Ukip is commonly seen as the home for Conservatives disillusioned over the party’s stance on Europe but deputy leader Paul Nuttall insists his party’s appeal is much broader.
“The one thing that we’re finding all over the country is that we are now picking up a lot of support in Old Labour communities, people who feel that they’ve been left behind by New Labour and the Blair project.
“Obviously Miliband has taken that on and he’s just not connecting with these people.
“These people are looking for a new home, they are looking for something different, they are looking for a party that will represent the working man and the working women of this country, that’s Ukip and that’s why I think we will take a good number of seats.”
Which begs the question whether Ukip can hold together what, on the surface, looks like an unlikely coalition of support in the long term?
Mr Nuttall said: “I don’t see why not. I think people feel left behind by a political class at Westminster, an establishment bubble if you like that doesn’t speak the language of normal people, doesn’t look like normal people, act like normal people and people have no empathy with them.

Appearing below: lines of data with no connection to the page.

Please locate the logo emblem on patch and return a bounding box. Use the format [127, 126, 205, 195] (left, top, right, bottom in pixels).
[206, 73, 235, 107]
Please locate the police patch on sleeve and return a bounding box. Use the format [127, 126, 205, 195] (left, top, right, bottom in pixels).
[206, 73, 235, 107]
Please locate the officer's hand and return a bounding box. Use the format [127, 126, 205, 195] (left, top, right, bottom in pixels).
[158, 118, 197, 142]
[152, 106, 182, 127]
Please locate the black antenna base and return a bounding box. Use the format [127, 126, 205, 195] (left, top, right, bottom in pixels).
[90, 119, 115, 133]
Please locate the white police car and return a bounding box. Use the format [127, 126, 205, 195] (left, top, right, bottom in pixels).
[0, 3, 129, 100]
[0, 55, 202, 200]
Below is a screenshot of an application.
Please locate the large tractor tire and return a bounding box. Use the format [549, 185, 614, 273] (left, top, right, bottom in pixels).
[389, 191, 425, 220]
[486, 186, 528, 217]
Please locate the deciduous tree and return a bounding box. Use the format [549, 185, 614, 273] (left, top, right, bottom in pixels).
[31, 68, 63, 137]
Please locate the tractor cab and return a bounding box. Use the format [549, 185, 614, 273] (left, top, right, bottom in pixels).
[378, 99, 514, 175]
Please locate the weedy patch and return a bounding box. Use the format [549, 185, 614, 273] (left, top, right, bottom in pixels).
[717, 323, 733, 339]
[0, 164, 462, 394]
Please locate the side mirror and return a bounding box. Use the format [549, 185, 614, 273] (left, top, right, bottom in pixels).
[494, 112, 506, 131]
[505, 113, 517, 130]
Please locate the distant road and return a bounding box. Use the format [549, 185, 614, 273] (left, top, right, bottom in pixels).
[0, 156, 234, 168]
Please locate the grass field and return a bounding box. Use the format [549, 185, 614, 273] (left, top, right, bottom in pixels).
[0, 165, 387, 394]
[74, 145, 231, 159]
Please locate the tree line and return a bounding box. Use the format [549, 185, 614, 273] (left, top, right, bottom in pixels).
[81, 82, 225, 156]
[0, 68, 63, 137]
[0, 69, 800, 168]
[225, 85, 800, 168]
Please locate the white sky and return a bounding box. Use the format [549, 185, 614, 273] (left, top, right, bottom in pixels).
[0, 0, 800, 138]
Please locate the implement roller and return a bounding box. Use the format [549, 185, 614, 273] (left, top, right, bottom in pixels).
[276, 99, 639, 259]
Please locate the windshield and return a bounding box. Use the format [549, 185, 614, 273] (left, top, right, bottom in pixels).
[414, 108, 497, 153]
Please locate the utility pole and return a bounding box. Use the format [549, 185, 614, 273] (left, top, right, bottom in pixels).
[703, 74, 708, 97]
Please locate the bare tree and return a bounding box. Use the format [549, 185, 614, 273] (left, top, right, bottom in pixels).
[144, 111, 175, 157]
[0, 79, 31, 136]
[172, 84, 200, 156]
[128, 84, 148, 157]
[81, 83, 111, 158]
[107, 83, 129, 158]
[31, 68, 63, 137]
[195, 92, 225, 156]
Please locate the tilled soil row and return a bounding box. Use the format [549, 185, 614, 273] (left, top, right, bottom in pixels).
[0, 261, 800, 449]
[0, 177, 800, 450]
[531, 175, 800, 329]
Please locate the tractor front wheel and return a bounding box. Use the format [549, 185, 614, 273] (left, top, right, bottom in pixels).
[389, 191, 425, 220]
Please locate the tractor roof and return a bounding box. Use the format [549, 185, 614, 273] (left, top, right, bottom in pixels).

“Look at all us, we have all had real jobs, we have all lived a real life and people can empathise with us, people can see we are just like them and we are speaking their language and all our policies are simply down to commonsense.”
The authors of the book considered one of the first definitive studies on the rise of Ukip, ‘Revolt on the Right’, argue that while some of the party’s support is a “none of the above” vote, it would be wrong to see it as merely a short-term protest movement.
Matthew Goodwin, one of the book’s authors from Nottingham University, said Ukip had tapped into the concerns of traditional northern Labour voters with concerns over Europe and immigration who feel “left behind”.
“The divisions that underpin Ukip, that fuel (Ukip leader Nigel) Farage, over Europe, immigration and being left behind by a professional middle clase elite, those are going to be with us for 10 or 20 years.
“The reason they have not been mobilised previously, is because we haven’t had someone as articulate and effective as Farage in understanding the strength of those feelings and we also havent had an organisation strong enough or competent enough to bring those divisions back into politics.”
He added: “Ukip is the most working class party since Michael Foot led the Labour Party in the 1980s.”
While Ukip is widely expected to do well in the European elections it will be in the local elections where the results will be telling for the party.
It is fielding its biggest ever tally of council candidates in Yorkshire including contesting every ward in Labour-dominated Doncaster and Rotherham, where it already holds a seat, and contesting most seats in Conservative-run Harrogate. If Ukip is to be taken seriously at next year’s General Election in Yorkshire, it needs to show it can amass enough votes at a local level to get a respectable number of councillors elected.